Il vero e falso exploit del partito pirata svedese

Nel 2009 il partito pirata svedese fece parlare di sé grazie alla straordinaria percentuale di voti ottenuti alle elezioni europee (il 7%) grazie alla quale ha eletto due parlamentari a Strasburgo. All’epoca si parlò di grande risultato, di svolta, quasi di rivoluzione.

Pochi giorni fa, però, il partito pirata è riuscito a racimolare solo l’1,4% delle preferenze alle elezioni politiche, al di sotto della soglia di sbarramento e quindi tagliato fuori dal Parlamento. Di conseguenza blogger e giornalisti hanno parlato di tonfo inaspettato, fallimento e così via.

Il tonfo del partito pirata alle politiche, però, non è né un fallimento né un tonfo, tanto meno inaspettato, almeno per me. Le elezioni europee, infatti, sono consultazioni, per così dire (ingiustamente), di secondo livello, dove il peso del voto d’opinione è maggiore, e gli elettori si sentono più liberi di votare anche partiti minori. Questo, unito alla risonanza del processo a The Pirate Bay, ha consentito la vittoria (relativa) del Partito Pirata.

A dimostrazione di ciò, basta guardare in casa nostra: i radicali alle politiche del 1996 presero l’1,88% alla Camera, alle europee del 1999 l’8,5%, per poi ritornare alle successive consultazioni (tutte) qualche decimale sopra il 2%, addirittura infilati in accrocchi non troppo omogenei (tipo con i socialisti).

A tutto questo va poi aggiunto che le ultime elezioni erano fortemente condizionate dalla crescita dei nazionalisti, il che ha portato gli elettori non sprecare il proprio voto per schieramenti alternativi con poche speranze di entrare in Parlamento (come il Partito Pirata) al fine di non favorire l’estrema destra. Insomma, le elezioni svedesi sono facilmente spiegabili semplicemente leggendo un manuale di introduzione alla scienza della politica.

Niente di inaspettato, quindi, e neppure un fallimento epocale: il paragone va fatto più coerentemente con il 2006, da cui si evince che i pirati hanno raddoppiato i loro consensi percentuali (riuscendo, tra l’altro, ad accedere a qualche forma di finanziamento pubblico).

Sottolineo che difficilmente voterei un partito pirata italiano: questo pezzo serve solamente a mettere i puntini sulle i.

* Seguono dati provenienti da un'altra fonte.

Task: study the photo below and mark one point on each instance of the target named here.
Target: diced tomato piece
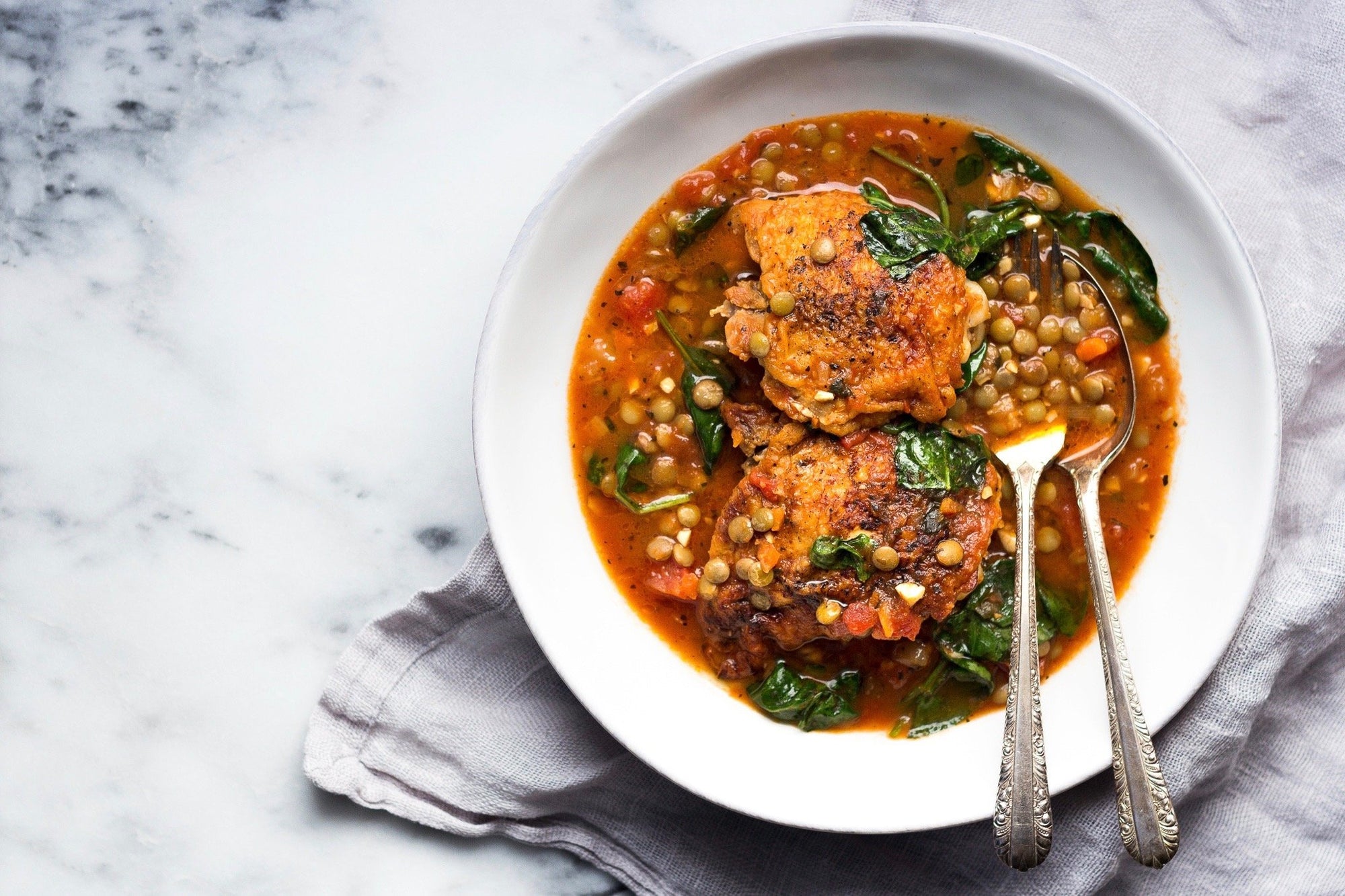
(673, 581)
(640, 300)
(769, 555)
(855, 439)
(736, 163)
(691, 188)
(860, 618)
(769, 485)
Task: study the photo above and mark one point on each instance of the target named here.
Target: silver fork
(1144, 809)
(1023, 803)
(1023, 819)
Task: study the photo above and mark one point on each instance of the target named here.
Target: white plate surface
(1182, 608)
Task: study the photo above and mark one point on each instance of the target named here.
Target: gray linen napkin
(449, 715)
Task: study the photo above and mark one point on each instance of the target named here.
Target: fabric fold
(447, 712)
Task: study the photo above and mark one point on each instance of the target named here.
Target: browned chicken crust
(879, 346)
(817, 486)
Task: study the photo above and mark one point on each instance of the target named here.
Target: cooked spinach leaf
(969, 169)
(987, 229)
(812, 704)
(1063, 611)
(627, 458)
(983, 264)
(921, 173)
(829, 552)
(973, 365)
(1009, 158)
(697, 365)
(902, 239)
(899, 237)
(981, 630)
(695, 224)
(930, 458)
(938, 702)
(1144, 294)
(1120, 255)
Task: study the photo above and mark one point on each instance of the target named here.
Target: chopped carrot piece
(1093, 349)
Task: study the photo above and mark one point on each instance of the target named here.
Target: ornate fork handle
(1023, 818)
(1144, 809)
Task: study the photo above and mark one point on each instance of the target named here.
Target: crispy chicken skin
(879, 345)
(820, 486)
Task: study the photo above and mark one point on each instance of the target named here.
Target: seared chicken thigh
(808, 486)
(859, 346)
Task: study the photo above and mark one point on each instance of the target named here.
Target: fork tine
(1056, 274)
(1035, 263)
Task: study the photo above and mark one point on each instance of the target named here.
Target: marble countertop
(248, 248)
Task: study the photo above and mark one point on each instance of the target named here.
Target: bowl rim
(1269, 377)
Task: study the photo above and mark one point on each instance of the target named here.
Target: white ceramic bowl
(1182, 608)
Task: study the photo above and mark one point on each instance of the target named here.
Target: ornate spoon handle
(1144, 809)
(1023, 803)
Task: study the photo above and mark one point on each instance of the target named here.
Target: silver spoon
(1144, 809)
(1023, 803)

Ho letto troppi commenti a riguardo che sembravano fatti sulla base di fondi di caffè piuttosto che sulle (numerose) teorie politiche, e stupidaggini simili vengono scritte spesso anche riguardo la politica (e l’economia) nostrana, aumentando il rumore, semmai non fosse sufficiente quello che già fa il Ca[pe]zzone di turno.

Occorre valutare l’evoluzione dei partiti su un periodo più lungo, e questo vale per il partito pirata svedese, per i radicali, per il movimento Grillo e tutti quelli che si presentano alle elezioni. Una rondine non fa primavera, soprattutto in politica.